No account? Create an account
March 2018   01 02 03 04 05 06 07 08 09 10 11 12 13 14 15 16 17 18 19 20 21 22 23 24 25 26 27 28 29 30 31
NF-Lee's Gildor and Frodo

Art Travesty: Frodo in 'Faun and Bacchante', by Bouguereau....

Posted on 2006.07.14 at 20:22

Comments:


Whiteling
whiteling at 2006-07-15 08:23 (UTC) (Link)
Welcome back, Mechtild! Lovely new manip - I love the way you made Frodo look happy!
And I see, Frodo has used your absence for a little workout in the fitness room at Tol Eressea. ;-)

In terms of the 19th century, the symbolism of this painting is rather bold.
What about the Faun's staff with its mounted pine cone and the amphora? And then the facial expression of B's original Faun... oh lala, this guy knows how to handle his ladies.
Mechtild
mechtild at 2006-07-15 13:53 (UTC) (Link)
Yes, Frodo has been pumping iron in the gardens of BEWTE. And those lasses have been feeding him up nicely. Actually, when I first saw and made this, I thought what a perfect Harem illo it would make. Too bad one can't post images with naked breasts (or butts) in the site.

But you intrigue me, Whiteling. What is the symbolic significance of the amphora? I figured it just implied they were at the usual drunken orgies Bacchus was supposed to host. Do you mean its shape? Or something else? I don't know what the festive pine-cone topped staff is supposed to signify other that fertility (pinecones-lots of seeds; staff-long projectile). But I don't know why a Bacchante be toting this particular sort of staff around, since Bacchus was not particularly a fertility god. Did she carry it to beat off fauns? She could give him a good clonk with that cone.

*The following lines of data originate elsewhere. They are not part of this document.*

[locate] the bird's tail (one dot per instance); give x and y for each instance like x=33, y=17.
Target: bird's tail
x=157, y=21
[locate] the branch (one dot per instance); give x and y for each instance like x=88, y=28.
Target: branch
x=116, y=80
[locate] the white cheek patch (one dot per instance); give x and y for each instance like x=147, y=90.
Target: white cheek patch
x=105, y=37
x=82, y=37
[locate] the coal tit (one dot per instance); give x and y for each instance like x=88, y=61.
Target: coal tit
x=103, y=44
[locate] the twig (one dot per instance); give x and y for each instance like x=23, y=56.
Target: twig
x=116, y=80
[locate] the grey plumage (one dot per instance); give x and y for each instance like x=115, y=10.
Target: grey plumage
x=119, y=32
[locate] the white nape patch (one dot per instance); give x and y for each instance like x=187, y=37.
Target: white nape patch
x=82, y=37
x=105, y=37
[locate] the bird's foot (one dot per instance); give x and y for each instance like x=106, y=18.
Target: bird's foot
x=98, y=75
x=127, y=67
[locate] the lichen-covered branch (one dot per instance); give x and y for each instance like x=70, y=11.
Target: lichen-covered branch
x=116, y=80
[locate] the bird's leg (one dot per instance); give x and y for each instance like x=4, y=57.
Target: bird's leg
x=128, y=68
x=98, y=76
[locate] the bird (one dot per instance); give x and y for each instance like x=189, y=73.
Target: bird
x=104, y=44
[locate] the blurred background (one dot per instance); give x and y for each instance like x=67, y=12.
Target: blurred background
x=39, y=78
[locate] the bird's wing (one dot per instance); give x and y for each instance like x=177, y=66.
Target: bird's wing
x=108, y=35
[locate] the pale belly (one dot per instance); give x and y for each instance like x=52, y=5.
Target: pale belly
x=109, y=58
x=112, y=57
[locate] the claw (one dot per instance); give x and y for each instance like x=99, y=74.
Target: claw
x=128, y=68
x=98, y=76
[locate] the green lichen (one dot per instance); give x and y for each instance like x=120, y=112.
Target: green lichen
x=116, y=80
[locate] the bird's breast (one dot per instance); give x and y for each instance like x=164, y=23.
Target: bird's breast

Or is it a sex toy...? That would make more sense at a Bacchanalia. *snort*

Yes, the face on the original faun was quite Casanova-ish. ;)
Whiteling
whiteling at 2006-07-15 15:42 (UTC) (Link)
What is the symbolic significance of the amphora? I figured it just implied they were at the usual drunken orgies Bacchus was supposed to host. Do you mean its shape? Or something else? I don't know what the festive pine-cone topped staff is supposed to signify other that fertility (pinecones-lots of seeds; staff-long projectile). But I don't know why a Bacchante be toting this particular sort of staff around, since Bacchus was not particularly a fertility god.

Well, at first I thought of the male/female symbolism in the broadest archetypical sense - staff and vessel, lingam and yoni...you know; and the whole thing with a nice twist, as he is holding the yoni part, and she would carry the lingam thingy (read: both are united already).
Interestingly, I found following on a German art page:
"The pine cone is a symbol for richness, fertility and carnal love (therefore, it is a symbol for the phallus as well). A pine cone crowns the upper end of a staff called Thyrsos. It is said, that the thyrsos comes from an umbellifer ("Nartex", sorry couldn't find its English name) which was worn by the women at the Bacchanalias. The thyrsos is an old symbol of fertility."

I couldn't find any specific symbolic meaning of the amphora though, but to me it is generally the representative of the female vessel.

Yes, too bad such pics aren't allowed at KD! Hm. You could manip a VERY large amphora in front of her butt. :-D

Mechtild
mechtild at 2006-07-15 17:52 (UTC) (Link)
That was so cool, Whiteling! I should consult you everytime before I post a new manip. I loved that they had the two symbols, but reversed (he holding the female symbol, she the male). For isn't that very true for lovers? That one "holds" the body/sexuality/passionate devotion of the other?

The note on the pine cone blew me away. Actually brought to Bacchanalias! Well, wasn't Bouguereau right on the money. I suppose it does have a very phallic look, or it wouldn't have suggested a sex toy.

As for the bacchante's butt, I could paint in the back of a thong, which would mean she wasn't technically naked, and draw a sequined pastie on her nipple, but somehow I think it would take away from the overall elevated tone of the manip. ;)
Mechtild
mechtild at 2006-07-15 18:08 (UTC) (Link)
I Googled up a few sites on Dionysus. They all mentioned the pine-cone-tipped staff, interpreting it variously, but always associating it with his role as god of growth and fertility. (I guess the "god of wine" role is the opener: first he gets worshippers loosened up with the wine, then they move on to the fertility.)

Here's a quote that took the fertility idea and extended it to a non-generative interpretation:

His phallic staff (thyrsus) crowned by a pine cone represents the human faculties of wisdom and inspiration.

I always knew there was more to Muse Frodo than a roll in the hay. :)
Whiteling
whiteling at 2006-07-15 19:52 (UTC) (Link)
Yes, that is all such fascinating staff, errr, stuff, isn't it? ;-)

I always knew there was more to Muse Frodo than a roll in the hay. :)
Amen to that!! --- Now, where do we get those thyrsus sticks for the Harem?